Più documentata è l'attività di Leonardo, la cui prima citazione risale al 1539 quando figura, in qualità di magister, accanto al padre nel cantiere del palazzo della Ragione e riceve dei pagamenti per alcuni lavori di scultura; a lui spettò il delicato compito del disegno delle nuove colonne doriche da collocare al pianoterra. Nell'agosto del 1544 fu incaricato di eseguire il rilievo e i disegni del trecentesco palazzo del Podestà di Bergamo. Le pergamene autografe rappresentano la pianta del pianoterra e del primo piano del palazzo e furono eseguite in occasione della divisione della proprietà; fu il podestà stesso a ordinare tale divisione di cui fu incaricato l'I. con l'ausilio di G.C. Olmo e P.A. Zonca (Caciagli). A partire dalla primavera del 1546 Leonardo sostituì il padre nei suoi incarichi in città (Russell, p. 29). All'inizio del 1549 le autorità comunali bergamasche lo incaricarono del disegno e della costruzione della fontana pubblica in piazzetta S. Pancrazio nella città alta (L. Angelini, p. 144). Dopo la morte del padre, Leonardo si trasferì a Brescia, dove risiedeva in contrada S. Croce, per sovrintendere, sempre su incarico della Repubblica di Venezia, ai lavori cominciati dall'I. (Tassi, p. 135). Le sue mansioni di architetto e ingegnere della Repubblica veneta sono ribadite anche nel testamento che egli redasse il 23 giugno 1556 (L. Angelini, p. 144).

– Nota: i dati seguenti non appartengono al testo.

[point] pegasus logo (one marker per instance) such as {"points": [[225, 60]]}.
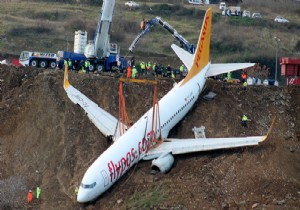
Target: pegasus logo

Fonti e Bibl.: F.M. Tassi, Vite de' pittori, scultori e architetti bergamaschi, I, Bergamo 1793, pp. 131-135; G. Campori, Lettere artistiche inedite, Modena 1866, p. 21; P. Locatelli, Illustri bergamaschi, III, Bergamo 1879, pp. 237-248; P. Pesenti, Bergamo, Bergamo 1910, pp. 71, 91, 93-95; A. Venturi, Storia dell'arte italiana, XI, 1, Milano 1938, pp. 733-737; E. Fornoni, Alzano Maggiore, Bergamo 1913, p. 38; E. Malaguzzi Valeri, La corte di Ludovico il Moro, II, Milano 1915, p. 328; B. Belotti, Storia di Bergamo e dei Bergamaschi, II, Milano 1940, pp. 360 s.; S. Angelini, S. Maria Maggiore in Bergamo, Bergamo 1959, p. 96; L. Angelini, L'architetto bergamasco P. I. e le sue opere in Bergamo, in Quaderni dell'Istituto di storia dell'architettura, IX (1961), pp. 131-145; A. Meli, P. I., detto Abano, architetto della chiesa di S. Spirito, in Bergamo arte, I (1970), pp. 19-26; M. Caciagli, La pianta del palazzo del Podestà eseguita nel 1544 da Leonardo Isabello, in Archivio storico bergamasco, IV (1984), pp. 265-268; R. Russell, Il palazzo della Ragione tra incendi e restauri, ibid., XV (1995), pp. 6-26, 29; U. Thieme - F. Becker, Künstlerlexikon, XIX, pp. 233 s.; Diz. encicl. di architettura e urbanistica, III, pp. 209 s.